「石原氏が訴追される可能性は大いにある。偽証罪で禁錮刑。もしくは、仮に“天の声”などを発して金銭が動いていたとしたら懲役刑もありえます。とにかく言動がブレまくっている。その背景はいったい何なのかですよ」
こう明かすのは、元東京地検特捜部関係者だ。
豊洲新市場の盛り土問題を巡り、築地市場の移転を決めた石原慎太郎元都知事(84)の姿勢が二転三転。この態度が自身を徐々に追い詰め始めている。
「都のヒアリング要請を石原氏が拒否したとの報道に対し、石原氏は、『報道は間違いだ。都に協力する姿勢は変わらない』と否定したが、報道は間違いではない。石原氏は、面談や公の場でのヒアリングを拒否し、その“拒否”という言葉だけが先行しただけです」(都政担当記者)
石原氏は、面談や公の場での質疑は健康上や年齢のこともあり“ノー”とし、ペーパーでの質疑応答であれば協力するとした。しかし、そんな石原氏の姿勢を、前出の元特捜関係者はこう一刀両断する。

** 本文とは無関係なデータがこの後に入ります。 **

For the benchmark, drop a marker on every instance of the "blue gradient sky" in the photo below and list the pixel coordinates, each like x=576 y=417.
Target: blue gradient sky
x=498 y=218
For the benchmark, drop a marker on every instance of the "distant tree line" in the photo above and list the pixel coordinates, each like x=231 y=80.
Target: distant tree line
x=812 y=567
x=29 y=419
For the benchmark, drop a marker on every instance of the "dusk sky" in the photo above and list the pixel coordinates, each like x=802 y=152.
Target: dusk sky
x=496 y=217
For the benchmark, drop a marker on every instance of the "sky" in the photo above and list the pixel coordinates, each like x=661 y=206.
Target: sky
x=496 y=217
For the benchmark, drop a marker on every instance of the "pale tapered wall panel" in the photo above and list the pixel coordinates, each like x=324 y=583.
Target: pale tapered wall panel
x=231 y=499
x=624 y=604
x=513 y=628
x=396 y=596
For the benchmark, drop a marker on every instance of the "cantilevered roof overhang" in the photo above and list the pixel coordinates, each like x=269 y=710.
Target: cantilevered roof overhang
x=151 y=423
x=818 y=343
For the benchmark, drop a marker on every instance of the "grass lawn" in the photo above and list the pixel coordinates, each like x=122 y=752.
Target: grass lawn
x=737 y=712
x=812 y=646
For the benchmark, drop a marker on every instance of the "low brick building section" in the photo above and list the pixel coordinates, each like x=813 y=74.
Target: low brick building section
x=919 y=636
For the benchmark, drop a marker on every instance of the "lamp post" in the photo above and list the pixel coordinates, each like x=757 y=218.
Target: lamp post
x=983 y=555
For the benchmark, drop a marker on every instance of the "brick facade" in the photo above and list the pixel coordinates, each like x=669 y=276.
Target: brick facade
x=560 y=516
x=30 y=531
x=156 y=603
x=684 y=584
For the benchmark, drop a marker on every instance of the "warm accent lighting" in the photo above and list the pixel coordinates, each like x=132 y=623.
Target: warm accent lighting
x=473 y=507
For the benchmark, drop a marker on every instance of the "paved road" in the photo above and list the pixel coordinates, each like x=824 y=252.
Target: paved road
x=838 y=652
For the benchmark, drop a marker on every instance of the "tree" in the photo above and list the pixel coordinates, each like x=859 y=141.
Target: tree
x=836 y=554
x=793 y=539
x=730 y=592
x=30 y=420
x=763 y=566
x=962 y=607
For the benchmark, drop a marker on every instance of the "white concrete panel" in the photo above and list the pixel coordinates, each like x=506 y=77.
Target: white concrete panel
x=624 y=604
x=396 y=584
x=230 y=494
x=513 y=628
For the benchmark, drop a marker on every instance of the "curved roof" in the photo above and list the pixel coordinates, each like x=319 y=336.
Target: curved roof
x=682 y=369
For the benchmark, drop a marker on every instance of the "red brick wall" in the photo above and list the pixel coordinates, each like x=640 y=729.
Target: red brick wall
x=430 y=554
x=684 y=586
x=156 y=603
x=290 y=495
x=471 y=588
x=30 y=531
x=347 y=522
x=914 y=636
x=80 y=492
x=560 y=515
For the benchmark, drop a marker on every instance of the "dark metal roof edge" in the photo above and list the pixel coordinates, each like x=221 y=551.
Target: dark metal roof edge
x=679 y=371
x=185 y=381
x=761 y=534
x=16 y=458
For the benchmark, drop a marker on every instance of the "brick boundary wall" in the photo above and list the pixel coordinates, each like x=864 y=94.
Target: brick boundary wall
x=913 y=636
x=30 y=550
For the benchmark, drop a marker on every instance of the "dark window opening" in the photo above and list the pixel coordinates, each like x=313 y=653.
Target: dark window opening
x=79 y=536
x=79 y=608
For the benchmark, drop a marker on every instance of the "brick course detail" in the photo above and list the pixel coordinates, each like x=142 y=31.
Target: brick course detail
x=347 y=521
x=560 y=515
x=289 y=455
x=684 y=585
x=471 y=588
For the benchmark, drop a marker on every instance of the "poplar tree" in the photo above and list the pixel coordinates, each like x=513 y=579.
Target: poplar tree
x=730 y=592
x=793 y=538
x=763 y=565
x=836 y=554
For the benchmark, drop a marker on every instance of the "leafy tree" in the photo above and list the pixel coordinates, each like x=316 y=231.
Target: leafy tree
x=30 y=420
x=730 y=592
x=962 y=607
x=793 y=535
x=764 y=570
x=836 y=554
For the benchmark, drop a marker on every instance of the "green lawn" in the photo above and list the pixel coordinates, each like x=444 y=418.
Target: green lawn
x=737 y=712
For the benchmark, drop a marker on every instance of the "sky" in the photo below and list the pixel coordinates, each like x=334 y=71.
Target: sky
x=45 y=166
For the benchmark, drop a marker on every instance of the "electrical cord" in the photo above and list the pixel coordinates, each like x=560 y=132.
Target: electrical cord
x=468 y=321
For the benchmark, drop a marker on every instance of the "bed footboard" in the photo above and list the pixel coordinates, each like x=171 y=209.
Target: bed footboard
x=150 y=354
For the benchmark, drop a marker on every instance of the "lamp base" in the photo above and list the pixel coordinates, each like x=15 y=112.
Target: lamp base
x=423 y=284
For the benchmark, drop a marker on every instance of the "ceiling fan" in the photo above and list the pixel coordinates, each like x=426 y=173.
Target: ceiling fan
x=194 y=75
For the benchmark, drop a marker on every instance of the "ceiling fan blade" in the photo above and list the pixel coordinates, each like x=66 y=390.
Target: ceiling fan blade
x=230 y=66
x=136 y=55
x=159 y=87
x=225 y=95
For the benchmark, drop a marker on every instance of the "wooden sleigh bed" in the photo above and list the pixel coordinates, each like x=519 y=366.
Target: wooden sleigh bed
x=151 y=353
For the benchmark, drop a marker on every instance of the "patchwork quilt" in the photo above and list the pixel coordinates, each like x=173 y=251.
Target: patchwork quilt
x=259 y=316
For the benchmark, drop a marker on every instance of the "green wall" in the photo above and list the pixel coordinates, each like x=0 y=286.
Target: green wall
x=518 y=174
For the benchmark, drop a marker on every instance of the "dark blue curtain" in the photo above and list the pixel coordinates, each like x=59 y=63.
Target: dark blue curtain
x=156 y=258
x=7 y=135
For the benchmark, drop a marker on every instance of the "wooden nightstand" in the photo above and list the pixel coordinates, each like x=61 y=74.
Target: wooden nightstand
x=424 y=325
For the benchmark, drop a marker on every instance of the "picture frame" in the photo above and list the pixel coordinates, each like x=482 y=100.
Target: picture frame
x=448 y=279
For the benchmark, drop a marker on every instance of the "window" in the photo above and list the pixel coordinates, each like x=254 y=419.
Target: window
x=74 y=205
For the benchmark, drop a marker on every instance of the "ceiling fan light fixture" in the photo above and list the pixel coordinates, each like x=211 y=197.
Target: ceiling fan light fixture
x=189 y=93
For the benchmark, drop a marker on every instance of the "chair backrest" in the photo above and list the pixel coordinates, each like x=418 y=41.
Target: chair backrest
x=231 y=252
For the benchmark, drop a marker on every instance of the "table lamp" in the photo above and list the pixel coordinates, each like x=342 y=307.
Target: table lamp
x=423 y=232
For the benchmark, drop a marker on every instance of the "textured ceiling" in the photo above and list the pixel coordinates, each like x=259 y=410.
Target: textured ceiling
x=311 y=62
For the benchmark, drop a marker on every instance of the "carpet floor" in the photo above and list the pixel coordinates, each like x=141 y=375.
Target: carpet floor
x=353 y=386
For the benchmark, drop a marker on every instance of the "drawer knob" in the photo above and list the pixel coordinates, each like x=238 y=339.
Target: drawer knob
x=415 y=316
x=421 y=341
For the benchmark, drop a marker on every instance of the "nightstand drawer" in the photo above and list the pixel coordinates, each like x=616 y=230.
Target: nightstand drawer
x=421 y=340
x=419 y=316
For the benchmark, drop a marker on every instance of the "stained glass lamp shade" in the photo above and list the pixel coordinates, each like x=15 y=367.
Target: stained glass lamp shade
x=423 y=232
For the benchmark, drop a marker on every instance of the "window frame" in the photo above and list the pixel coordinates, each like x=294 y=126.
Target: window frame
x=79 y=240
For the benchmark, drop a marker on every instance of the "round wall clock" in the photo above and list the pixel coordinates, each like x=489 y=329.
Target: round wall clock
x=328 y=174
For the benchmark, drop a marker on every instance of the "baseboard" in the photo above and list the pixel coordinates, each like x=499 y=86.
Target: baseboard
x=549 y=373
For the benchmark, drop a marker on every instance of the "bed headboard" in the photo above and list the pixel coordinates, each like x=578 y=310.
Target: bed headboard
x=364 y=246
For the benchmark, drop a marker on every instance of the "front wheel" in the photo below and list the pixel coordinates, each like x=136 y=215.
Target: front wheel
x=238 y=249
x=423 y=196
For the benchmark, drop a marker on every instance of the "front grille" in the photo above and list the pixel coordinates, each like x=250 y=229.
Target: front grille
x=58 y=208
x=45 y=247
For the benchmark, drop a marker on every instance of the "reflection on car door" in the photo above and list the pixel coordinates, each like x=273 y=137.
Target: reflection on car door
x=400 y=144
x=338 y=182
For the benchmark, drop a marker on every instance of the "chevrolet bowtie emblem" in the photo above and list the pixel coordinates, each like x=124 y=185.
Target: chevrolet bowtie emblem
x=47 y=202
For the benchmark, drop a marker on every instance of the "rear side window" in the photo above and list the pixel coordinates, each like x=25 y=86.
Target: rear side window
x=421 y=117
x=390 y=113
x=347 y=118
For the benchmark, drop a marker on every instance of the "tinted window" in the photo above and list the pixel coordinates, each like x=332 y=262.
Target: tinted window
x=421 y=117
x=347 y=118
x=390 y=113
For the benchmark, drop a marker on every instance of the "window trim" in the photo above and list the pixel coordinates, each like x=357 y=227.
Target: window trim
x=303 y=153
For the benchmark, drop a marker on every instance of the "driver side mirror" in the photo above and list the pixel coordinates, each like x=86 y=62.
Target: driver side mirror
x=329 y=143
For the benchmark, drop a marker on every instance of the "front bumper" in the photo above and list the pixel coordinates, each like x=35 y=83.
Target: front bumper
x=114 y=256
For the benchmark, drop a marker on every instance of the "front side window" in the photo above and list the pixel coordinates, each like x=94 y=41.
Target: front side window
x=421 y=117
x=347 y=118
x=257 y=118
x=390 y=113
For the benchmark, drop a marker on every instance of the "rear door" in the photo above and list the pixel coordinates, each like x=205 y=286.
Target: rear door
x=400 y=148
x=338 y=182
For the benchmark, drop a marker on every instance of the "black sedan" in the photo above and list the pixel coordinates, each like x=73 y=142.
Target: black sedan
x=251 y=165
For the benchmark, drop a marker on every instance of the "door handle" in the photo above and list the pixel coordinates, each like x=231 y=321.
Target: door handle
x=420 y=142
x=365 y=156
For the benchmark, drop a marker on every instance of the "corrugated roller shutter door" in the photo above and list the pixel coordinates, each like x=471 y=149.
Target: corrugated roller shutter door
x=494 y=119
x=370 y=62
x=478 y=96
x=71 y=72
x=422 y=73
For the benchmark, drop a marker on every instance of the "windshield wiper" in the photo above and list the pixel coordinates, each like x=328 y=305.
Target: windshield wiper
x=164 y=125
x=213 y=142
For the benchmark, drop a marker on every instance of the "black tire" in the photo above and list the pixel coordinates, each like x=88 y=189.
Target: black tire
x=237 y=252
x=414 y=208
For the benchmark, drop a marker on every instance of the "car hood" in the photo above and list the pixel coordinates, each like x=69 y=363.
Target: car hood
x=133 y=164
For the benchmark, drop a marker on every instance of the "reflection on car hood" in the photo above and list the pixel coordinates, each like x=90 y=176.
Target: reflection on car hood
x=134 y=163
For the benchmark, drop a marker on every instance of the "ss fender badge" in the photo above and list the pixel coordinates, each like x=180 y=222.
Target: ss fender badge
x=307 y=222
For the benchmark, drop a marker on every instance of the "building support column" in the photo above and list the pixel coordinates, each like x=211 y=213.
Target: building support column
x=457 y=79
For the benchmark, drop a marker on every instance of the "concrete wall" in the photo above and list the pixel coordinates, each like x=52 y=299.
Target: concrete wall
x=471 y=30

「寝たきりでもなく毎日散歩もできる体調なので、面談や公の場での質疑も問題ないはずだ。石原氏は突っ込んだ質問が出た際にうろたえ、追い詰められることを恐れているのではないか。だからペーパーでの質問にこだわっている」
いずれにしても、豊洲新市場を巡っては不可解なことばかりが浮かび上がっている。その一つは、土壌汚染対策に盛り土が必要という専門家会議の見解を無視し、水産仲卸売場棟など5棟の下に“地下空間”が作られた点だ。
建設工事の基本設計は日建設計が請け負った。民進党が入手した日建設計の2011年1月の都への提案書には、「盛り土は必要ない」と記載されていたという。
「最終的に、この日建設計が設計会社に選ばれたわけですが、勝手にこの段階で“盛り土不要”とやったとは思えない。同社もここへ来て、マスコミの取材攻勢に対し観念したように『都の指示で“盛り土不要”を盛り込んだ』と説明し始めた。では、その指示を誰がしたのか、指示した人物に誰が命令を出したのか。